Operating costs in banks

Operating costs in banks are compared with the results as part of profitability controlling in banks. In the context of bank controlling, the traditional cost accounting methods, particularly in credit institutions, combine the problems of overhead cost coding with fixed cost proportionalization. This should be avoided by using standard direct cost accounting, which determines the costs on a standardized basis. First of all, a product catalog is created in order to isolate the operating services inherent in the service bundle accepted from the customer. Subsequently, work flow studies must be carried out for these work flow studies in order to determine the cost centers involved in the creation of services and the standard consumption per operating service as a time and / or quantity structure. Every operational service arises from the combination of the production factors human labor, machine use and material resources.
The standard consumption quantities for machine use and material resources can be determined without any further difficulties, since they are independent of people. On the other hand, the calculation of the necessary working time consumption is more problematic, as this depends on the productivity of the employees. The time required for the parts of their activities that can be standardized can be determined using time measurement methods, assuming an average level of performance. The next step is to determine the prices of the input factors.

While the unit costs for material resources can be determined directly, individual cost factors must first be calculated for personnel and IT use. Since no idle costs are to be offset against the market services, the maximum usage times are assumed for normal or standard occupancy.

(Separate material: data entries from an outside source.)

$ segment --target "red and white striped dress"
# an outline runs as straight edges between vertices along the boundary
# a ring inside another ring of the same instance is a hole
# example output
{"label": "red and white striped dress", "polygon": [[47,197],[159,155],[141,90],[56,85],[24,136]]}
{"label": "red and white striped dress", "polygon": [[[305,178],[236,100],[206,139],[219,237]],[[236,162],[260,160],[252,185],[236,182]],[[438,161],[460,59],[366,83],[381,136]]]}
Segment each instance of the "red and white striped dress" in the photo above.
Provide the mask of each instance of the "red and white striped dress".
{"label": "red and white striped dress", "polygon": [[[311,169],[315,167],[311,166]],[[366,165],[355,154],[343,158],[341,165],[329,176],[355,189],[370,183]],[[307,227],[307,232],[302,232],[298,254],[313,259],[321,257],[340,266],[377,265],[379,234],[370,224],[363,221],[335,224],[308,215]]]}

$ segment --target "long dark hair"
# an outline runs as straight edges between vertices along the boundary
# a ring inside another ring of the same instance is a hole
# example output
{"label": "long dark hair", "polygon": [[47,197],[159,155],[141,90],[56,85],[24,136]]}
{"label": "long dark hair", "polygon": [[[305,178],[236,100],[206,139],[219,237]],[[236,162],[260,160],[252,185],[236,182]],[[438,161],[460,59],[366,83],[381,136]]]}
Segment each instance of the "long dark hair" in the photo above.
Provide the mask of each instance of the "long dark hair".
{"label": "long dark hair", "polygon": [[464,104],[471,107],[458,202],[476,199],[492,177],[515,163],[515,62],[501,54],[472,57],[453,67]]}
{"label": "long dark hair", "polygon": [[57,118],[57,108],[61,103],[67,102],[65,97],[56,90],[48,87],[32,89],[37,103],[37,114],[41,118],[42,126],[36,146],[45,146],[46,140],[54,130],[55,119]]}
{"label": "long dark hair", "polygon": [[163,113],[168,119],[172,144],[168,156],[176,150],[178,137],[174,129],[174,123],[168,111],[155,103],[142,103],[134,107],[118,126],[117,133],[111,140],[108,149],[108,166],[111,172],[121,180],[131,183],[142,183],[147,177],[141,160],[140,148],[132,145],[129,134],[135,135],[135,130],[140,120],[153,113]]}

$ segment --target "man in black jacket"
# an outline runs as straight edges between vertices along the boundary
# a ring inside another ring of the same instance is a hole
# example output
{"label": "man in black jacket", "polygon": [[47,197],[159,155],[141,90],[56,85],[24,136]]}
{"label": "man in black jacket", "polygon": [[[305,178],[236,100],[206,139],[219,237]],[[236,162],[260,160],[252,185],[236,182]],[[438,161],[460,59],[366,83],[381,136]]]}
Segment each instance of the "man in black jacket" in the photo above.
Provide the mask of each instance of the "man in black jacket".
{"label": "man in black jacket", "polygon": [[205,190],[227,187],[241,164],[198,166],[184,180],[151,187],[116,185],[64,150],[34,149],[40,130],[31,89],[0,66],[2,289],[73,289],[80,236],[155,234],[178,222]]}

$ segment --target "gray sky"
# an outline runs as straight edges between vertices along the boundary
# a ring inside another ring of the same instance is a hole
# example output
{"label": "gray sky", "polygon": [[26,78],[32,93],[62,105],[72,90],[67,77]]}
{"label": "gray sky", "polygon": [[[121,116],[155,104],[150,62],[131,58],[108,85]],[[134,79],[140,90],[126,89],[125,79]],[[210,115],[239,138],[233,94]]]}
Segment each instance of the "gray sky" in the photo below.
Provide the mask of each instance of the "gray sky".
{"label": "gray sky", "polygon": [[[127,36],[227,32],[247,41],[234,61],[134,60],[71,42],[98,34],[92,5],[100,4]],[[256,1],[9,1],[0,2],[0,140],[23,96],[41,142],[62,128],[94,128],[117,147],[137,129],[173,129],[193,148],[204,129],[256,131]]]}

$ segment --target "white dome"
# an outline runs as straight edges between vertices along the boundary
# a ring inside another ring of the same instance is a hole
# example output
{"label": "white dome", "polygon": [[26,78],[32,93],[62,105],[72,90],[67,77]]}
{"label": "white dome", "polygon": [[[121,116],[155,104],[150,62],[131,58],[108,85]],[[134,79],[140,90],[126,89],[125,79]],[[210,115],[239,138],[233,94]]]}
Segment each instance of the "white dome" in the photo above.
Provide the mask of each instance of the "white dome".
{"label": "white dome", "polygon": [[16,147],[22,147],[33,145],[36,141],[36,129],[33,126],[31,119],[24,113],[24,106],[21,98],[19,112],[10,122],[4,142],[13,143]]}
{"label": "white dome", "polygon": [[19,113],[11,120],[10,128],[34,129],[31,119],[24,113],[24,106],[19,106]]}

On this basis, minute rates (€ / minute) can now be determined for the services. The standard individual costs then result from the link between the quantity and price structure, i.e. the multiplication of standard times (or consumption quantities) with the individual costs, time or piece factors.

At the end of an observation period, a productivity result can be calculated for each profit center by confronting the standard with the actual operating costs. Differences can be traced back to consumption deviations (e.g. longer processing times than determined in the process studies), employment deviations (idle times due to a lack of customer demand) or price deviations (e.g. in the case of salary increases not included in the standard costs). Such so-called residual costs must be included in a target contribution margin, but should be minimized in the long term.

Die zentralen Probleme der Kostenrechnung werden mit dem dargestellten Verfahren jedoch allenfalls gemildert. In Bezug auf die Fix-kostenproportionalisierung wird eine Variabilisierung von Utility costs angestrebt. Hinsichtlich der Mengenkomponente dieser Kosten werfen die nicht standardisierbaren, individuell ausgestalteten Bankdienstleistungen Schwierigkeiten auf, zu allgemein gültigen Standardbearbeitungszeiten zu gelangen. Immerhin können Teile dieser Leistungen durch verstärkten Technikeinsatz standardisiert werden, so dass sich hier im Zeitverlauf eine Verbesserung ergeben dürfte.
Wird zur Berechnung der Wertkomponente (Einzelkostenfaktoren) mangels objektiv verfügbarer Daten die maximale oder auch nur Normal-Kapazität einer Kostenstelle herangezogen, so geht man lediglich von der Fiktion aus, dass diese Zeiten frei von Leerzeiten seien, die dann erst in der Restkostenanalyse aufscheinen. Auch entfällt nicht das Gemeinkostenschlüsselungsproblem, da die der Kostenstelle zugerechneten Einzelkosten (z.B. des Abteilungsleiters) in Bezug auf die einzelne Leistung Overhead bleiben. Allerdings mag der verwendete Schlüssel (Standardbearbeitungszeit) sachgerechter sein als das Vorgehen in der Divisionskalkulation. Diese vom Grundsatz her unveränderten Probleme haben dazu geführt, dass auch in der Kreditwirtschaft in den letzten Jahren zunehmend über den Einsatz der Prozesskostenrechnung nachgedacht wird.

Alongside customer business, the central result is the second most important pillar of the overall bank result. The aforementioned results from maturity transformation and those from proprietary trading by the bank are summarized here.

The overhead costs that are not directly attributable to any of the above earnings areas, as typically incurred in numerous staff areas assigned to the Management Board, are also shown separately.

If one also takes extraordinary or other effects on results into account, one arrives at the net profit, which in relation to the equity capital results in the central variable of the return on equity.

ROI analyzes can now examine the individual result components in a time comparison or - at least in the case of credit unions and savings banks - make a comparison as part of the so-called company comparison in order to gain starting points for entrepreneurial action.